On December 14, 2006, this court issued an order granting Plaintiff's motion to remand this case to state court for want of subject-matter jurisdiction. (Order [filed Dec. 14, 2006].) On December 28, 2006, Plaintiff filed the instant motion. (Pl.'s Mot. for Reasonable Att'y's Fees Pursuant to F.R.C.P. 28 § 1927 [sic] and C.R.S. § [sic] 13-17-101 and 102 for Having to Answer Defs. [sic] Mots. for Removal and Exclusivity Issues Raised in Their Mots. to Dismiss under ERISA [filed Dec. 28, 2006] [hereinafter "Pl.'s Mot."].) The essence of Plaintiff's motion is that she is entitled to fees and costs as a sanction for allegedly frivolous legal positions Defendants asserted in their failed attempt to remove her case to this court. ( See id.)

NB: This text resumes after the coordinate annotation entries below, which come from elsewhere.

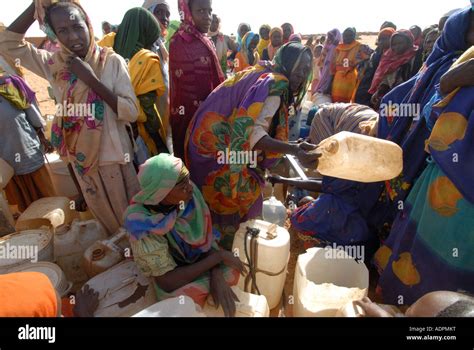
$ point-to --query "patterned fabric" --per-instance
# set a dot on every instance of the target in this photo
(262, 44)
(327, 57)
(146, 73)
(392, 61)
(189, 230)
(194, 73)
(139, 30)
(161, 242)
(408, 129)
(244, 55)
(336, 217)
(430, 245)
(345, 70)
(17, 91)
(271, 49)
(223, 124)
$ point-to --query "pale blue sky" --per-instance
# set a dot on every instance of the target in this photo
(307, 16)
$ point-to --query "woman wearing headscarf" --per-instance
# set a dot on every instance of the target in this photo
(247, 115)
(243, 29)
(276, 41)
(264, 33)
(383, 44)
(335, 218)
(173, 240)
(134, 41)
(409, 129)
(297, 38)
(317, 53)
(345, 66)
(195, 70)
(222, 42)
(430, 245)
(288, 31)
(96, 80)
(327, 56)
(247, 56)
(161, 11)
(396, 66)
(23, 144)
(430, 38)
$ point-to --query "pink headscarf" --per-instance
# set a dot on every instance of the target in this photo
(188, 28)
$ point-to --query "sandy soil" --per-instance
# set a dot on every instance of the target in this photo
(47, 107)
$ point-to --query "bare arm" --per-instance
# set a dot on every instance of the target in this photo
(309, 185)
(184, 275)
(85, 73)
(181, 276)
(269, 144)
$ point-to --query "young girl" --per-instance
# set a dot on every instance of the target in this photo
(173, 240)
(95, 87)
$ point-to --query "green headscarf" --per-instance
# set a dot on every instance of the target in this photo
(285, 62)
(139, 29)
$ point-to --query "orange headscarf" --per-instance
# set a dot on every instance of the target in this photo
(27, 294)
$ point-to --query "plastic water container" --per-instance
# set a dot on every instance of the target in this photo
(269, 256)
(70, 243)
(360, 158)
(123, 291)
(182, 306)
(52, 212)
(102, 255)
(53, 271)
(60, 177)
(351, 310)
(274, 211)
(249, 305)
(7, 223)
(6, 173)
(23, 246)
(325, 281)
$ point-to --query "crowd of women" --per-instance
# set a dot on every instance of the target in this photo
(165, 109)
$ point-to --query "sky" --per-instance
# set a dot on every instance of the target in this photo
(307, 16)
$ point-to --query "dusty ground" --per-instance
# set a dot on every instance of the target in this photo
(47, 107)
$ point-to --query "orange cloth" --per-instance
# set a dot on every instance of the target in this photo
(27, 294)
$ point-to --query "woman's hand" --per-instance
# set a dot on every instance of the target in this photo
(47, 146)
(371, 309)
(274, 179)
(82, 70)
(232, 261)
(222, 294)
(307, 155)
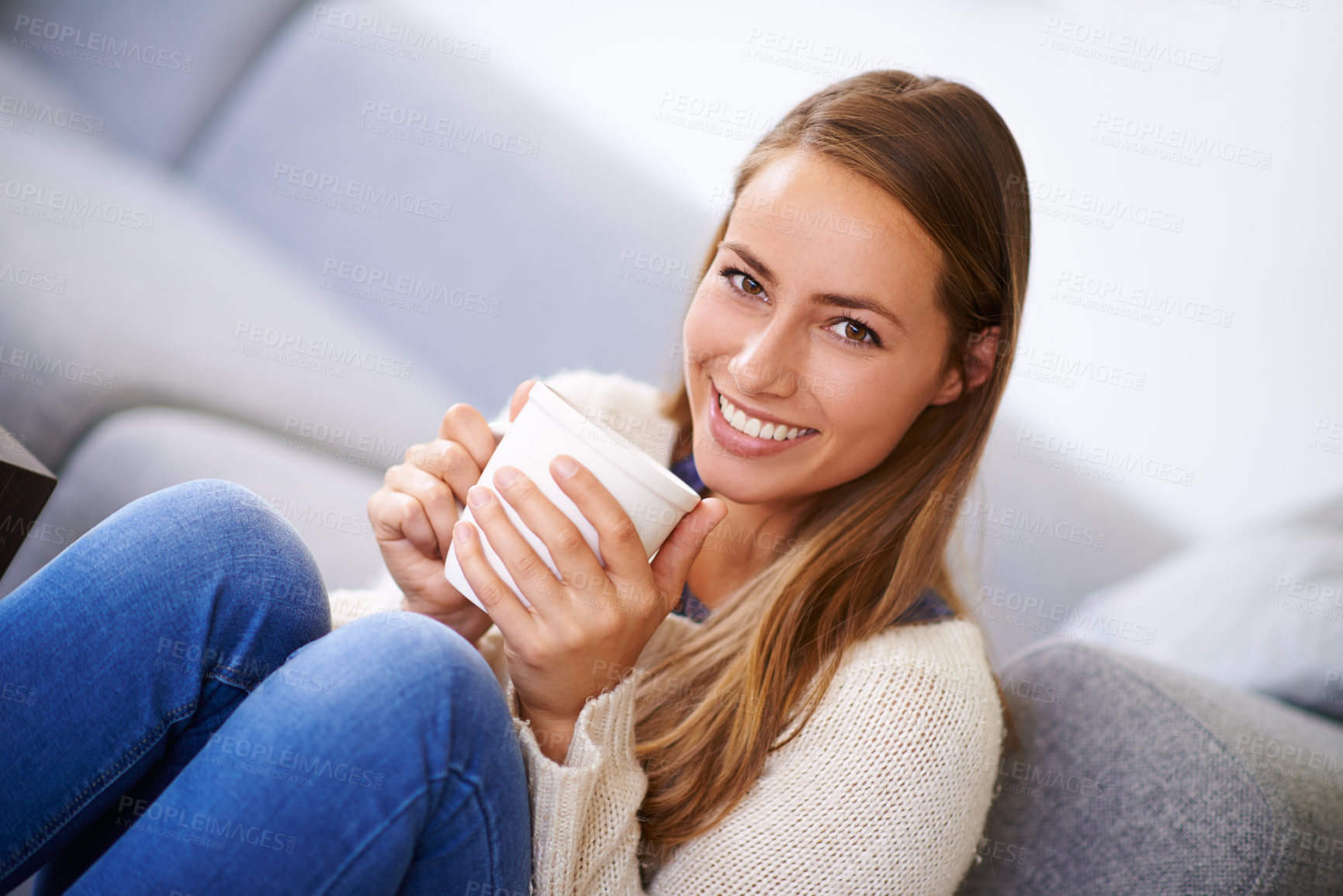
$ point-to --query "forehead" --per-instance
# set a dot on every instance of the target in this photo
(813, 216)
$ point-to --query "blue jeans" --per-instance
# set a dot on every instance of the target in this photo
(178, 716)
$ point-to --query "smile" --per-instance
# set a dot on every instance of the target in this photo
(751, 435)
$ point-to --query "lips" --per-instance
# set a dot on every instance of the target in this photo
(749, 446)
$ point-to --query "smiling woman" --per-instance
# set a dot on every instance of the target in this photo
(813, 714)
(863, 296)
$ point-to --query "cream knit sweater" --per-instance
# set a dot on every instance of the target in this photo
(887, 789)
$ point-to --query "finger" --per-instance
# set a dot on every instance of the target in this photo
(396, 515)
(520, 398)
(617, 535)
(465, 425)
(499, 600)
(677, 554)
(449, 461)
(529, 573)
(435, 497)
(569, 551)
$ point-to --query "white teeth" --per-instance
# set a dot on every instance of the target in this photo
(738, 420)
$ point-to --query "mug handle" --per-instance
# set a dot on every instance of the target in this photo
(500, 429)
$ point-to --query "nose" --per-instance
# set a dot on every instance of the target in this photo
(766, 363)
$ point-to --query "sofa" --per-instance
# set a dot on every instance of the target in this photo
(227, 258)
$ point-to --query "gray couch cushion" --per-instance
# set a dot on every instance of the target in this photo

Plaintiff baldly asserts that this court has jurisdiction to entertain her motion. ( Id. at 5.) She neglects, however, to cite any authority supporting the proposition that a district court which has remanded a case for want of subject-matter jurisdiction nevertheless retains jurisdiction to consider a motion for fees arising out of the removal process when such motion was filed after remand. Plaintiff's failure to cite any authority "suggests either that there is no authority to sustain [her] position or that [she] expects the court to do [her] research." Rapid Transit Lines, Inc. v. Wichita Developers, Inc., 435 F.2d 850, 852 (10th Cir. 1970). Either way, Plaintiff's motion is denied.
Moreover, it seems that the wrong Plaintiff claims to have suffered can be remedied in state court. Indeed, the case that Plaintiff chiefly relies upon in her motion indicates that Colorado courts will increase exemplary damages based willful abuse of federal removal procedures. Tait ex rel. Tait v. Hartford Underwriters Ins. Co., 49 P.3d 337, 342-43 (Colo.Ct.App. 2001). Furthermore, if Defendants' legal positions were as abusive as Plaintiff makes them out to be, she was free to file a timely motion for sanctions under Rule 11 prior to remand. See Fed.R.Civ.P. 11(c)(1)(A) (2007) (providing a safe harbor for the withdrawal or amendment of frivolous submissions); Roth v. Green, 466 F.3d 1179, 1187 (10th Cir. 2006) ("[S]ervice of a sanctions motion after the district court has dismissed the claim or entered judgment prevents giving effect to the safe harbor provision or the policies and procedural protections it provides, and it will be rejected." [citation and quotation marks omitted]).
Alternatively, Plaintiff's motion is denied for failure to comport with this district's local rules. United States District Court for the District of Colorado Local Civil Rule 7.1A provides:
The court will not consider any motion, other than a motion under [Federal Rule of Civil Procedure] 12 or 56, unless counsel for the moving party[,] . . . before filing the motion, has conferred or made reasonable, good-faith efforts to confer with opposing counsel . . . to resolve the disputed matter. The moving party shall state in the motion, or in a certificate attached to the motion, the specific efforts to comply with this rule.
D.C.Colo.LCivR 7.1A. "The purpose of Rule 7.1A is to require the parties to confer and to attempt to resolve a dispute before incurring the expense of filing a motion and before requiring the court to address a disputed issue." Hoelzel v. First Select Corp., 214 F.R.D. 634, 635 (D. Colo. 2003). In plain contravention of this rule, Plaintiff's counsel neglected to state or certify that he endeavored to confer with counsel for Defendants prior to filing the instant motion. ( See Pl.'s Mot.) Failure to comport with Local Rule 7.1A is sufficient grounds to warrant denial of a party's motion. Echostar Commc'ns Corp. v. News Corp. Ltd., 180 F.R.D. 391, 394 (D. Colo. 1998); McCoy v. West, 965 F. Supp. 34, 35 (D. Colo. 1997). Such denial is warranted in this case.
Based on the foregoing it is therefore ORDERED that:
Plaintiff's motion for attorney fees (#51) is DENIED.